When we get observers or new coaches come through, we get a lot of programming questions. The most popular questions revolve around our superset structure. We like to superset everything that we possibly can…and that includes mobility exercises in between sets of strength training. I like to call these active recovery drills. For example, we may prescribe a dumbbell split squat and then have a client perform a shoulder mobility exercise. The possibilities and combinations of this “style” are endless but they do have an importance.
If you are doing 3 sets of 6 trap bar deadlifts, you will need more rest than if you were doing some med ball drills. Most people do one of two things, they either take zero rest breaks or they take too long in between sets. If your client/athlete is in the former, adding in a mobility will allow for an exercise to be added that does not carry the same amount of acute fatigue as more intense work creates. This will allow for our subsequent sets to be quality and not hurried.
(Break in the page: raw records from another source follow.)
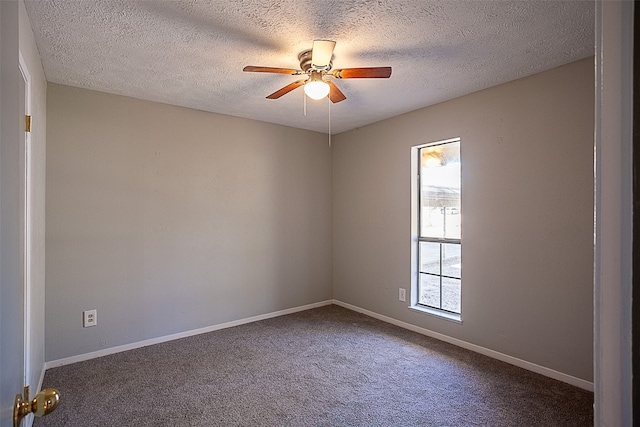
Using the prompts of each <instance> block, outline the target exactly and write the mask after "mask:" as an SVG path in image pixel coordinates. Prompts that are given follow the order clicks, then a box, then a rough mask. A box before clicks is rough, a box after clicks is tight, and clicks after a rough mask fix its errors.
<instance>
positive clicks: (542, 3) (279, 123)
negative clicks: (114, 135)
mask: <svg viewBox="0 0 640 427" xmlns="http://www.w3.org/2000/svg"><path fill="white" fill-rule="evenodd" d="M25 4H26V7H27V12H28V15H29V18H30V20H31V24H32V27H33V30H34V33H35V37H36V43H37V45H38V49H39V51H40V55H41V56H42V63H43V66H44V70H45V74H46V77H47V80H48V81H50V82H54V83H61V84H66V85H71V86H78V87H83V88H88V89H93V90H98V91H103V92H109V93H114V94H121V95H127V96H132V97H135V98H140V99H146V100H151V101H158V102H164V103H168V104H174V105H180V106H184V107H190V108H196V109H200V110H205V111H212V112H216V113H222V114H229V115H233V116H239V117H246V118H251V119H256V120H262V121H267V122H272V123H279V124H284V125H288V126H294V127H298V128H303V129H309V130H315V131H320V132H325V133H326V132H327V129H328V122H329V120H328V117H329V110H330V114H331V133H339V132H342V131H346V130H350V129H354V128H357V127H359V126H363V125H366V124H369V123H373V122H376V121H378V120H382V119H385V118H388V117H392V116H396V115H398V114H402V113H405V112H408V111H412V110H415V109H418V108H422V107H426V106H429V105H433V104H435V103H438V102H441V101H444V100H447V99H451V98H455V97H458V96H461V95H464V94H467V93H471V92H475V91H478V90H481V89H484V88H488V87H491V86H495V85H497V84H500V83H504V82H507V81H510V80H514V79H517V78H521V77H525V76H527V75H530V74H534V73H537V72H540V71H544V70H547V69H550V68H553V67H557V66H559V65H562V64H566V63H569V62H572V61H576V60H579V59H582V58H586V57H588V56H590V55H593V53H594V50H593V46H594V10H595V6H594V2H593V1H577V0H573V1H504V0H502V1H477V0H462V1H425V0H326V1H323V0H315V1H312V0H308V1H307V0H304V1H303V0H244V1H242V0H203V1H197V0H188V1H187V0H184V1H150V0H147V1H125V0H80V1H65V0H37V1H31V0H27V1H25ZM314 39H332V40H335V41H337V44H336V48H335V51H334V60H333V67H334V68H348V67H368V66H391V67H393V74H392V75H391V78H389V79H351V80H339V81H336V84H337V85H338V86H339V87H340V89H341V90H342V92H344V94H345V95H346V96H347V99H346V100H345V101H343V102H340V103H337V104H333V105H331V107H330V108H329V101H328V100H327V99H325V100H323V101H311V100H309V101H308V102H307V115H306V116H305V115H304V110H303V95H302V93H303V91H302V89H297V90H295V91H293V92H291V93H289V94H287V95H285V96H283V97H282V98H280V99H278V100H269V99H265V96H267V95H268V94H270V93H272V92H274V91H275V90H277V89H279V88H281V87H283V86H285V85H287V84H288V83H291V82H293V81H295V80H297V79H298V77H297V76H290V75H281V74H265V73H243V72H242V68H243V67H244V66H245V65H259V66H271V67H284V68H296V69H297V68H299V63H298V60H297V55H298V53H299V52H301V51H303V50H305V49H309V48H311V44H312V41H313V40H314Z"/></svg>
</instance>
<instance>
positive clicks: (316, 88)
mask: <svg viewBox="0 0 640 427" xmlns="http://www.w3.org/2000/svg"><path fill="white" fill-rule="evenodd" d="M304 93H306V94H307V96H308V97H309V98H311V99H322V98H324V97H325V96H327V95H329V85H328V84H326V83H325V82H323V81H322V80H319V81H318V80H316V81H311V82H308V83H306V84H305V85H304Z"/></svg>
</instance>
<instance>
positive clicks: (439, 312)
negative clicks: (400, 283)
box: [409, 305, 462, 324]
mask: <svg viewBox="0 0 640 427" xmlns="http://www.w3.org/2000/svg"><path fill="white" fill-rule="evenodd" d="M409 310H413V311H418V312H420V313H426V314H430V315H432V316H436V317H439V318H441V319H445V320H449V321H451V322H455V323H459V324H462V316H461V315H459V314H455V313H449V312H448V311H442V310H437V309H435V308H428V307H423V306H421V305H410V306H409Z"/></svg>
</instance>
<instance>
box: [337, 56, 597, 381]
mask: <svg viewBox="0 0 640 427" xmlns="http://www.w3.org/2000/svg"><path fill="white" fill-rule="evenodd" d="M593 87H594V76H593V58H589V59H585V60H582V61H578V62H575V63H572V64H569V65H566V66H563V67H560V68H557V69H554V70H551V71H548V72H544V73H541V74H537V75H534V76H531V77H528V78H524V79H521V80H517V81H514V82H511V83H507V84H504V85H501V86H497V87H494V88H491V89H487V90H484V91H481V92H477V93H474V94H471V95H468V96H464V97H461V98H458V99H455V100H452V101H449V102H445V103H442V104H439V105H436V106H433V107H430V108H426V109H422V110H419V111H414V112H412V113H408V114H405V115H402V116H398V117H395V118H392V119H389V120H385V121H382V122H379V123H376V124H373V125H370V126H366V127H363V128H360V129H357V130H353V131H350V132H345V133H342V134H340V135H336V136H334V138H333V142H334V147H333V170H334V172H333V185H334V192H333V194H334V199H333V200H334V223H333V230H334V231H333V232H334V246H333V267H334V270H333V279H334V298H335V299H337V300H340V301H343V302H345V303H349V304H353V305H356V306H359V307H361V308H364V309H366V310H370V311H373V312H376V313H379V314H382V315H385V316H388V317H391V318H394V319H398V320H400V321H403V322H407V323H410V324H413V325H416V326H419V327H422V328H426V329H429V330H431V331H434V332H437V333H441V334H445V335H448V336H450V337H453V338H456V339H459V340H462V341H465V342H468V343H471V344H474V345H477V346H481V347H484V348H487V349H491V350H493V351H496V352H499V353H502V354H505V355H508V356H511V357H514V358H518V359H522V360H525V361H527V362H530V363H533V364H538V365H541V366H544V367H546V368H549V369H552V370H556V371H559V372H562V373H565V374H567V375H570V376H574V377H576V378H579V379H582V380H586V381H592V380H593V362H592V361H593V314H592V313H593V120H594V119H593V117H594V100H593ZM458 136H459V137H461V139H462V149H461V151H462V162H463V169H462V209H463V216H462V218H463V223H462V245H463V249H462V251H463V252H462V260H463V261H462V263H463V273H462V278H463V279H462V281H463V285H462V286H463V294H462V315H463V323H462V324H457V323H454V322H451V321H446V320H442V319H440V318H437V317H434V316H430V315H426V314H423V313H416V312H414V311H411V310H408V308H407V303H403V302H400V301H398V288H399V287H403V288H407V289H409V288H410V284H411V262H410V259H411V224H410V218H411V213H410V196H411V194H410V166H411V165H410V148H411V146H413V145H418V144H424V143H428V142H433V141H438V140H441V139H447V138H452V137H458Z"/></svg>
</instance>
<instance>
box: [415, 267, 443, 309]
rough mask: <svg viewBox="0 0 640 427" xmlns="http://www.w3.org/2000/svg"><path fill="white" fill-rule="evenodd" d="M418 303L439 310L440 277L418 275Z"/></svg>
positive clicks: (436, 276)
mask: <svg viewBox="0 0 640 427" xmlns="http://www.w3.org/2000/svg"><path fill="white" fill-rule="evenodd" d="M418 303H420V304H424V305H428V306H431V307H435V308H440V276H432V275H431V274H420V289H419V293H418Z"/></svg>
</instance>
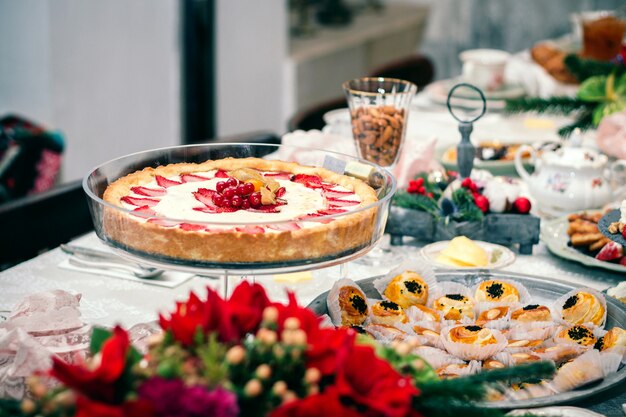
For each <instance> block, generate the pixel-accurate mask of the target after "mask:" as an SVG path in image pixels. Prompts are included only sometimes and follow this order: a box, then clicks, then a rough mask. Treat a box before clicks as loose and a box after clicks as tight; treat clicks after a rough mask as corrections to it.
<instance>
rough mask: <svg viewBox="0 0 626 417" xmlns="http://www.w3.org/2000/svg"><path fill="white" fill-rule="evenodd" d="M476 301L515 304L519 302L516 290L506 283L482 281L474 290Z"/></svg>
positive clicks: (474, 294) (489, 281)
mask: <svg viewBox="0 0 626 417" xmlns="http://www.w3.org/2000/svg"><path fill="white" fill-rule="evenodd" d="M474 299H475V300H476V301H489V302H502V303H517V302H518V301H519V300H520V295H519V291H517V288H515V286H513V285H512V284H509V283H508V282H503V281H497V280H489V281H483V282H481V283H480V285H478V288H476V292H475V294H474Z"/></svg>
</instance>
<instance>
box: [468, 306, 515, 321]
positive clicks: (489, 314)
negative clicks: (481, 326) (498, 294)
mask: <svg viewBox="0 0 626 417" xmlns="http://www.w3.org/2000/svg"><path fill="white" fill-rule="evenodd" d="M508 312H509V308H508V307H506V306H502V307H494V308H490V309H489V310H485V311H483V312H482V313H480V314H479V315H478V318H477V319H476V324H477V325H479V326H484V325H485V324H486V323H488V322H490V321H493V320H499V319H501V318H504V317H506V315H507V313H508Z"/></svg>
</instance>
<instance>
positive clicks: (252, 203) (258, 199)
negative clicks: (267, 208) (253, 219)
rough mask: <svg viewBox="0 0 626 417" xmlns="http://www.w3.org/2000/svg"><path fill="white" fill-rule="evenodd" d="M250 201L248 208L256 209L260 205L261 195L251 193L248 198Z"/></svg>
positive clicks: (260, 193) (253, 193) (249, 200)
mask: <svg viewBox="0 0 626 417" xmlns="http://www.w3.org/2000/svg"><path fill="white" fill-rule="evenodd" d="M248 200H249V201H250V207H252V208H257V207H259V206H260V205H261V193H258V192H257V193H252V194H250V197H249V198H248Z"/></svg>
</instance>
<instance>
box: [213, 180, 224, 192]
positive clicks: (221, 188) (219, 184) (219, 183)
mask: <svg viewBox="0 0 626 417" xmlns="http://www.w3.org/2000/svg"><path fill="white" fill-rule="evenodd" d="M224 188H226V181H218V182H217V184H215V191H217V192H218V193H221V192H222V191H224Z"/></svg>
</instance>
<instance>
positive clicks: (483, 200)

We take this time to reinforce the basics or to provide “corrective” work to our clients. If someone needs extra hip or shoulder work, this would be the place for it so they are not just standing around for 2 minutes.
When we have groups in our facility, it is important that we have everything planned out. From where we place our equipment to who is going to be doing what during their training session with us. We can prevent back ups on racks or dumbbells if we add active recovery. In addition, if you have young athletes that have a hard time locking in, this will make them concentrate for the entire session since they will not be sitting around in between sets.
For some of our adults/ athletes, the warm up or mobility routine is the workout. And that is ok. In some cases, glute bridges may be enough stimulus to meet them where they are at from a training standpoint. If you pair that with a ring row, that will offer a good stimulus as opposed to supersetting a glute bridge with a heavy bench!